Text chunks
When developing resvg, text chunks were probably one of the hardest things about text to wrap my head around.
When someone thinks about SVG text they probably imagine something like this:
<text x="5" y="10" font-family="Arial">
<span fill="red">red</span> text
</text>
Basically, a text with some styles applied to it. And this is true in most cases, but it's not how
SVG text structure actually looks like. SVG has an additional, hidden structure level called
text chunk.
Every time there is an x
or y
attribute in <text>
or <tspan>
- a new text chunk is defined.
This means that an SVG text element actually contains a list of text chunks,
where each chunk contains text with styles applied to it.
In some sort of pseudo-code it should look like:
class Text:
chunks: list[TextChunk] = []
class TextChunk:
text: str = ""
spans: list[TextSpan] = []
alignment: int = 0 # start/mid/end
class TextSpan:
# fill, stroke, font, etc.
For example, this text element has two chunks: some at 5,10 and text at 5,20.
<text x="5" y="10" font-family="Arial">
some
<tspan y="20">text</tspan>
</text>
Why is this important? Because this is what a line of text in SVG means - a chunk.
This is a line of text that would be passed to a text shaper/layout,
and not the whole element's content.
This is a line of text that would be aligned via text-anchor
,
and not the whole element's content or individual <tspan>
.
It's a very subtle nuance, but many libraries fail to handle it correctly.
For example, in this case, text-anchor
has no effect because that <tspan>
doesn't define a new chunk by setting an absolute coordinate.

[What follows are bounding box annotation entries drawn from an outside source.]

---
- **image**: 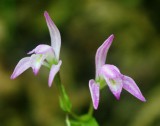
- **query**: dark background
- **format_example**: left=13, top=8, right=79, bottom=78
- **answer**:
left=0, top=0, right=160, bottom=126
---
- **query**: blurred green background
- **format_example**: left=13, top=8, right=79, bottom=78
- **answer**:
left=0, top=0, right=160, bottom=126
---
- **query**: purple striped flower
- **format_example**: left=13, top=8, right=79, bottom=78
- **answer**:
left=89, top=35, right=146, bottom=109
left=11, top=11, right=62, bottom=87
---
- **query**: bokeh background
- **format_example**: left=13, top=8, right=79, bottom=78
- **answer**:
left=0, top=0, right=160, bottom=126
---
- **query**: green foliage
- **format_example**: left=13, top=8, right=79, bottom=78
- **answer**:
left=66, top=116, right=99, bottom=126
left=59, top=85, right=72, bottom=112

<text x="5" y="10" font-family="Arial">
some
<tspan text-anchor="end">text</tspan>
</text>
In theory, each text chunk can be extracted into its own text
element, while tspan
can't.
Also, while it's not clear from the spec, each textPath
defines a new chunk as well.
Another interesting edge case is that there could be only one writing-mode
per text element.
An individual chunk or span cannot have their own writing modes.